I have a 622 thats around 3yrs old and is acting up more and more. Freezes up, sound but no picture and other little wacky stuff. I'm not on contract at this time, so probably could get dished up and recieve 722. But if we ever get Hd locals we may require another dish(maybe??), so hate to have to pay later for service call. So to make this to the point, is Evansville locals ever goin HD like they have been on Direct?


----------



## looney2ns (Sep 20, 2007)

Heck your better off picking them up OFF AIR anyway.


----------



## SayWhat? (Jun 7, 2009)

NObody *NEEDS* HD.

You can breathe without it. Your heart will still beat without it. Lack of it will not impede your digestive system or bloodflow.

HD is a WANT, not a NEED.


----------



## Byrus (May 9, 2009)

I've been waiting for Evansville locals forever too. It sucks seeing smaller markets added every month, ahead of us. I would use a antenna if half the 
stations used enough power to reach me.


----------



## kyspdr (Aug 20, 2008)

I'm too far for OTA I want HD locals, I don't have to have 'em, just want 'em!


----------



## kariato (Dec 16, 2002)

I've been watching OTA for the past two years in Evansville. Really surprised that they have not added this location. They have a lot of customers in the area since it is very rural. All I can think is that we are not covered well by one of the spot beams on 129.

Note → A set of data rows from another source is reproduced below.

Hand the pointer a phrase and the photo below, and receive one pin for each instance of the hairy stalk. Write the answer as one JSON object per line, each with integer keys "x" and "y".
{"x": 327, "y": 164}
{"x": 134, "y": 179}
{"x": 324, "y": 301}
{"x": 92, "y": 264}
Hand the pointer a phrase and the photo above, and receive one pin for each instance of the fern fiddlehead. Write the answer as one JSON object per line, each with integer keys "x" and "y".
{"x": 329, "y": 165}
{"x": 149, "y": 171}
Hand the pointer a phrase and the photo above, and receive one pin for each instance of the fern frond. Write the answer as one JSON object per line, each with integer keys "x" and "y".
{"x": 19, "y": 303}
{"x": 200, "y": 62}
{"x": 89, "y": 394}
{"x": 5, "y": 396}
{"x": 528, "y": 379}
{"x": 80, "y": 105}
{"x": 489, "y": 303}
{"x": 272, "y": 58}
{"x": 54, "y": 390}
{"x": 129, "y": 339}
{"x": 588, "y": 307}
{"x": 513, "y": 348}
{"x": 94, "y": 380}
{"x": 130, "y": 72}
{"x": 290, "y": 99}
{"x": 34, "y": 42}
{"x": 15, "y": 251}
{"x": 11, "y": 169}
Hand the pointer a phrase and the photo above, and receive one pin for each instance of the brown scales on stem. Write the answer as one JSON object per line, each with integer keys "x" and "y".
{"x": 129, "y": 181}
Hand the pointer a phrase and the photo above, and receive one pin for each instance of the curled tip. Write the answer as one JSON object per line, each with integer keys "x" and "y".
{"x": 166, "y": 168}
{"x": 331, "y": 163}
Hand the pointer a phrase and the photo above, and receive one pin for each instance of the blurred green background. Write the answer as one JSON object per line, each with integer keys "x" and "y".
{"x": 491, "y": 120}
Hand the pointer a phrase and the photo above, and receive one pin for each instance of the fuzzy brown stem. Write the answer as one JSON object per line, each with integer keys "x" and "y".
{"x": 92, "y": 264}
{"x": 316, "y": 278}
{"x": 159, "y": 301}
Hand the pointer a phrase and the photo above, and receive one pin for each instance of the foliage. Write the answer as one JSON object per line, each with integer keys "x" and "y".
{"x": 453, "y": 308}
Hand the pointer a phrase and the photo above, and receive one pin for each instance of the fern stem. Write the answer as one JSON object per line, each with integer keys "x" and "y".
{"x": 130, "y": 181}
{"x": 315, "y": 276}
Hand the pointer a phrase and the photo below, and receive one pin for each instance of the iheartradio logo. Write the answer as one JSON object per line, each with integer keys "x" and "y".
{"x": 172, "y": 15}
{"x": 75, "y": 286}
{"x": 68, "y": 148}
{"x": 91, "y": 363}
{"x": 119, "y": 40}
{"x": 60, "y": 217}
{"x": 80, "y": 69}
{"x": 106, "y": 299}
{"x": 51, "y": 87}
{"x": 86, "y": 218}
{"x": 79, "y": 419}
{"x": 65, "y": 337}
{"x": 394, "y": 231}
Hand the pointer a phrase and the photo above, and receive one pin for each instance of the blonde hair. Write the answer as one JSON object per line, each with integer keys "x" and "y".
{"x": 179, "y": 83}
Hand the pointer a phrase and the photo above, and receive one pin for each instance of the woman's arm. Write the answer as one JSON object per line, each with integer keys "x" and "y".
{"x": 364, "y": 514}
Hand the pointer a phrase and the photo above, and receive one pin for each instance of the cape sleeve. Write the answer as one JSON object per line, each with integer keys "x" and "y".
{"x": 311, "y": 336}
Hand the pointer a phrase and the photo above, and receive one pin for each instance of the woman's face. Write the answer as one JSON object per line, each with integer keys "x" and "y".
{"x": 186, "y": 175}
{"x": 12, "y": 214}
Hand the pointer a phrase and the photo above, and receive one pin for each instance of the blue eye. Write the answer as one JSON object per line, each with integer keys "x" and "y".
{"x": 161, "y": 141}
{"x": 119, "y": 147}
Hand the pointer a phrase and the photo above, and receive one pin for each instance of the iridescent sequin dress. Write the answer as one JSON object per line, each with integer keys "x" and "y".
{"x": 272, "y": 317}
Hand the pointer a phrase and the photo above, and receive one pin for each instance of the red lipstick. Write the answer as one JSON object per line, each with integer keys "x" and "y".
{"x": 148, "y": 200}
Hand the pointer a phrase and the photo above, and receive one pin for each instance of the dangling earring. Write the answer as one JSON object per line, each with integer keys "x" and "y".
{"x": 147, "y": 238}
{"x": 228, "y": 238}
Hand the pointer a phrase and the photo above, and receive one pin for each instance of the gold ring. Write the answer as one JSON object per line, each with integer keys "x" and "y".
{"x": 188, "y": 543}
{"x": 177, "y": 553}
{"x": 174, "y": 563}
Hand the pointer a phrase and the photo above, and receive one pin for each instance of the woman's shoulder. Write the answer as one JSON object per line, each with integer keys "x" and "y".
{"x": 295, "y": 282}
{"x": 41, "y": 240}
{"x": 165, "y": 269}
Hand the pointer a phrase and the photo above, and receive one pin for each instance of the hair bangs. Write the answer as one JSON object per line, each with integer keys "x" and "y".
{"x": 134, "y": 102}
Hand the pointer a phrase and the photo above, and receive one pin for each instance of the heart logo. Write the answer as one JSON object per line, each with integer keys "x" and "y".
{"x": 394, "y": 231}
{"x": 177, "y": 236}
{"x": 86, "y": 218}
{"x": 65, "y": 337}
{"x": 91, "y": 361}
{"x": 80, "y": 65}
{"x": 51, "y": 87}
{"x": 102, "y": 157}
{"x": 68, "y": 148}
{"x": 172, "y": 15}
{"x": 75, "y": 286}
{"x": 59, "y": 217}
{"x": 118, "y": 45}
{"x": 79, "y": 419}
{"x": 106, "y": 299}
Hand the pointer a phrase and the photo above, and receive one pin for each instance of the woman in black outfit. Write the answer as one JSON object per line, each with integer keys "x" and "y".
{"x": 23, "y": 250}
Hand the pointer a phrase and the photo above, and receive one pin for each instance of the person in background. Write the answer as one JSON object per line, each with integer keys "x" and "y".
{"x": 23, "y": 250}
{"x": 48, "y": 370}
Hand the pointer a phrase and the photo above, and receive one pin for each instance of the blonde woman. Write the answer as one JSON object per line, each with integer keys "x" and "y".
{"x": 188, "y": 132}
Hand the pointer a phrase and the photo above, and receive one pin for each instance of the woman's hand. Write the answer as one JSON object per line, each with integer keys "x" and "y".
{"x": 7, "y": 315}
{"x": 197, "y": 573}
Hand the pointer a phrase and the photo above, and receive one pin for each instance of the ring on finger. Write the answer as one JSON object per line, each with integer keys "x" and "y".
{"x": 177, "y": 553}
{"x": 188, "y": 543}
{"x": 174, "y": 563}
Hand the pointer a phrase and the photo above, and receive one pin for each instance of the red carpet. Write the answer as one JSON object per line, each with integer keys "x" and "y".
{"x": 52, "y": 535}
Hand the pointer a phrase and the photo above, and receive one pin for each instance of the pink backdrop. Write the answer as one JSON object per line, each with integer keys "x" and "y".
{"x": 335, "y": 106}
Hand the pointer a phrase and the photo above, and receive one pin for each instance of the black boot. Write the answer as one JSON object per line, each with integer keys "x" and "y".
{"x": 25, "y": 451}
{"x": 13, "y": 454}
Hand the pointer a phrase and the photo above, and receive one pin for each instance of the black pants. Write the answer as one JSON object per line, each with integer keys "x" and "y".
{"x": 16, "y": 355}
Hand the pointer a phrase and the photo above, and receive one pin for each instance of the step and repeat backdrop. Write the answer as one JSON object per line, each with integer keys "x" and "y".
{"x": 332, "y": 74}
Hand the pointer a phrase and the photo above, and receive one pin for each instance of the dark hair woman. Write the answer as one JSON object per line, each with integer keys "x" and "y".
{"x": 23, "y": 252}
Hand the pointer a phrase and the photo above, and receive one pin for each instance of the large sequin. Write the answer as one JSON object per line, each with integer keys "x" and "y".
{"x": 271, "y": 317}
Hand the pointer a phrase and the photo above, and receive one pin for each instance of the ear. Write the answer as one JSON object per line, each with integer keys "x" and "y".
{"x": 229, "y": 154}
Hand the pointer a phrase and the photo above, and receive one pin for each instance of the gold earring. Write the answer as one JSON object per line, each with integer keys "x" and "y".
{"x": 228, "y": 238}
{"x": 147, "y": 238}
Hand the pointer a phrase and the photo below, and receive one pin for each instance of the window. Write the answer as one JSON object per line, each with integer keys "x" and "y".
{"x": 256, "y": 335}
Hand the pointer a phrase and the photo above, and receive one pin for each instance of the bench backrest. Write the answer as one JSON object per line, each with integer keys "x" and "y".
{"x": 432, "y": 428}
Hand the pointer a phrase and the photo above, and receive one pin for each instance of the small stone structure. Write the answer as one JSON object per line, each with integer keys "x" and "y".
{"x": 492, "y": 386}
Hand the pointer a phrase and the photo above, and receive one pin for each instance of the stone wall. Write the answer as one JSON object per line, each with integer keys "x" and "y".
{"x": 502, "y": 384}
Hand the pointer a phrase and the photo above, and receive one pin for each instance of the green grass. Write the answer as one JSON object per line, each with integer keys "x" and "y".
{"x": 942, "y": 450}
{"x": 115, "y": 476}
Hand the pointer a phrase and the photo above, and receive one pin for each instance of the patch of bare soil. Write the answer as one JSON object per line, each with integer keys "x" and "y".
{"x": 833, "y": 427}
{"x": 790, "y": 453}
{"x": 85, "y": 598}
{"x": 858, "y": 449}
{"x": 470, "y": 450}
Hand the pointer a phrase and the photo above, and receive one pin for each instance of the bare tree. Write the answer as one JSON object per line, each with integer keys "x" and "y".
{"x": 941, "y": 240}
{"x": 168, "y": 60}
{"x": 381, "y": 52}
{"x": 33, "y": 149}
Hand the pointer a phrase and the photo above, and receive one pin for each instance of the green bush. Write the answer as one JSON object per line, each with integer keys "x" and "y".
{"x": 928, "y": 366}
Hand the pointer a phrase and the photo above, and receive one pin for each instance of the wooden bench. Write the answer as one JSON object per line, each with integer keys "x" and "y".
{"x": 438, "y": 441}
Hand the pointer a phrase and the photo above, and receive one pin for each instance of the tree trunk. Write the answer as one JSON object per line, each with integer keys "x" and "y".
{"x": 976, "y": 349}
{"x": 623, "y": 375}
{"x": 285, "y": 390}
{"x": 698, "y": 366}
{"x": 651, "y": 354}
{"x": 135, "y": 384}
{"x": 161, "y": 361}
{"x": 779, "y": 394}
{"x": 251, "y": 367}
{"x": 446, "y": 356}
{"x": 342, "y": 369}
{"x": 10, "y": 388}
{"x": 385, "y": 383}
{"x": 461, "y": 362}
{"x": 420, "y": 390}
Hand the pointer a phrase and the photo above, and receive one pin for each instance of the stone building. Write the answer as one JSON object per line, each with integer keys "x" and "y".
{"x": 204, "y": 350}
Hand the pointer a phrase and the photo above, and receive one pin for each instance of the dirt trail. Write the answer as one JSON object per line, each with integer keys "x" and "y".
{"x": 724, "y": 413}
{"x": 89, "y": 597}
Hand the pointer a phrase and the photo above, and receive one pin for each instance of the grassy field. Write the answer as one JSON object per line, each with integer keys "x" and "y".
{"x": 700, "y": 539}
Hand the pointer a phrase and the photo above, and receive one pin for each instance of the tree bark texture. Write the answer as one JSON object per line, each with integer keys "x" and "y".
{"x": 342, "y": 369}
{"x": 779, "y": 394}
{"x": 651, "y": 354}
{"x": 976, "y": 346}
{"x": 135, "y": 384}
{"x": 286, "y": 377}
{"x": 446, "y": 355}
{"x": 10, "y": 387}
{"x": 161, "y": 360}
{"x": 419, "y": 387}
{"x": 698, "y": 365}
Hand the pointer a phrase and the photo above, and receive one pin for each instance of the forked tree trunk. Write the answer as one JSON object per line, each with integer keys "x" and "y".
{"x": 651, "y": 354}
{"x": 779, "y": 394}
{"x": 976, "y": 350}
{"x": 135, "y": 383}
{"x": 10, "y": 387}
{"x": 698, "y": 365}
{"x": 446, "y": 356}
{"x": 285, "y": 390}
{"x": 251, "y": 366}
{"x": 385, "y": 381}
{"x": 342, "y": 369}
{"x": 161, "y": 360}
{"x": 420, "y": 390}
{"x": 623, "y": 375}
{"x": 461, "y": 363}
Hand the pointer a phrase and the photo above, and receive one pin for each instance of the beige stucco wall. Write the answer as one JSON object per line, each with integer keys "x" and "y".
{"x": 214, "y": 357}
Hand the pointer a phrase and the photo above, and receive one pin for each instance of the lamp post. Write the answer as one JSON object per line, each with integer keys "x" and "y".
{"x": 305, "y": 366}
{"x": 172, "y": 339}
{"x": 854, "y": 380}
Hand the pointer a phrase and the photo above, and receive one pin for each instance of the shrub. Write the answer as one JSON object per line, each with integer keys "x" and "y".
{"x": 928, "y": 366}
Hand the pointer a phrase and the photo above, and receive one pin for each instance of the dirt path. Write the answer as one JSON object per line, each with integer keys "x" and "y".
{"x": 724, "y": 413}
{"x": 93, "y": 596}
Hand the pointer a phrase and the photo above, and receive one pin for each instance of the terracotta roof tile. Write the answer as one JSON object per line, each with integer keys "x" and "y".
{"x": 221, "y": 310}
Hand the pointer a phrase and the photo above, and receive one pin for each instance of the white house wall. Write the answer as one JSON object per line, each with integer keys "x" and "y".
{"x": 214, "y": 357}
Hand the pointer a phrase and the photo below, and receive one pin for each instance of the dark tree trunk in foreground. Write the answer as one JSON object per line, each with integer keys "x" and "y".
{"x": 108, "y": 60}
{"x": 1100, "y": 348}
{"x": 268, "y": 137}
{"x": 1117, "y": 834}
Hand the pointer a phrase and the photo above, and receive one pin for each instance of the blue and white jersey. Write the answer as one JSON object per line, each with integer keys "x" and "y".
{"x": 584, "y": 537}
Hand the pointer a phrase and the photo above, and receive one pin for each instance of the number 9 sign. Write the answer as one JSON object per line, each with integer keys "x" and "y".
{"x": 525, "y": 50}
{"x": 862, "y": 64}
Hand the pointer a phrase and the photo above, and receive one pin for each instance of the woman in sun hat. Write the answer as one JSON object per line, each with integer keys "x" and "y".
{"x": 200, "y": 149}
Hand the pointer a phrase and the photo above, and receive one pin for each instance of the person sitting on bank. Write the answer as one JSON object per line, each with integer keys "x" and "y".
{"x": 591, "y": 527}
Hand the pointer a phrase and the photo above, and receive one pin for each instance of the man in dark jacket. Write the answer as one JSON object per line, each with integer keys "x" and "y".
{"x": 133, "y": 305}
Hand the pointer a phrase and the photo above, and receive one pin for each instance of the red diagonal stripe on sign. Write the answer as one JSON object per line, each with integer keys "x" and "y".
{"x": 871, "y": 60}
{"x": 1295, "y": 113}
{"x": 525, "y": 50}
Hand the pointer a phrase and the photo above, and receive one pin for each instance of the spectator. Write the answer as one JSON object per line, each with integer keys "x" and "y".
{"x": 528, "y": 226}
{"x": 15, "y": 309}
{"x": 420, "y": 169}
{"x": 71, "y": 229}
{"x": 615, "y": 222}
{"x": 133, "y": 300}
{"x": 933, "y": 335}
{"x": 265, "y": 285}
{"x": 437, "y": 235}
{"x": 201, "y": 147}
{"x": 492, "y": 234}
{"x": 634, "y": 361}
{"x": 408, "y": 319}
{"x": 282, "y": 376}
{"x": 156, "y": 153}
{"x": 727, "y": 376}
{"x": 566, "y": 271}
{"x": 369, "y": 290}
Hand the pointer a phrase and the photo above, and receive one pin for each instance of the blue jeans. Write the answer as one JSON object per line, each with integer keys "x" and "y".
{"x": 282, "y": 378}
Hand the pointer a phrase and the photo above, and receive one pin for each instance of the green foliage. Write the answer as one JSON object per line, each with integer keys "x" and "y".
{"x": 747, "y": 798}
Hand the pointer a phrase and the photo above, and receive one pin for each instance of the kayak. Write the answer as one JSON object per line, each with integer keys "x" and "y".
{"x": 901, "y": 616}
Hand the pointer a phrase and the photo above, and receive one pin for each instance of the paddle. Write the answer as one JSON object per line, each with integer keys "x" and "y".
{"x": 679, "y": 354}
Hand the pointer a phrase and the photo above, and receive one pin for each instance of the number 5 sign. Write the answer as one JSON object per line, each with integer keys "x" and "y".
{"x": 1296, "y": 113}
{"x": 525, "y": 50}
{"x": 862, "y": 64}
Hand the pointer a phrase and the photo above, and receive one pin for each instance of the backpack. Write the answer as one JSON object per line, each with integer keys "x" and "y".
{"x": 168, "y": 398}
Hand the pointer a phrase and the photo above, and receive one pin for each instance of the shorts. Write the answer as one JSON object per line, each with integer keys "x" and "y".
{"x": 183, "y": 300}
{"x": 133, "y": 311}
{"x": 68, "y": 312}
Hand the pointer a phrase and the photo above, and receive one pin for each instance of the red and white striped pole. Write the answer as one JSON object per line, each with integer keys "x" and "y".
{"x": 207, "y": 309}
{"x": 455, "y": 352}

Above is the DirectTV spot beams and you can see Evansville is not well covered.


----------



## Byrus (May 9, 2009)

Well if they had a problem with spotbeams, we wouldn't get sd locals.


----------



## kariato (Dec 16, 2002)

Byrus said:


> Well if they had a problem with spotbeams, we wouldn't get sd locals.


Different bird, SD locals are on a 110 spotbeam. 
A lot of the East coast local HD feeds are on 65 spotbeams 
while my dish is pointing at 129. 
Maybe they don't want to pay to repoint the dish.
Who really knows but it is strange that DMA's with lower populations 
are added before Evansville.


----------



## kyspdr (Aug 20, 2008)

It was only 8 or 9 yrs ago we got any locals at all, if my memory serves me.


----------



## BobaBird (Mar 31, 2002)

Coming up on 6 years, available back on 12-11-03. My memory for time frames is no better, probably worse. Looked this up at http://www.dishuser.org/listlogs2003.php.


----------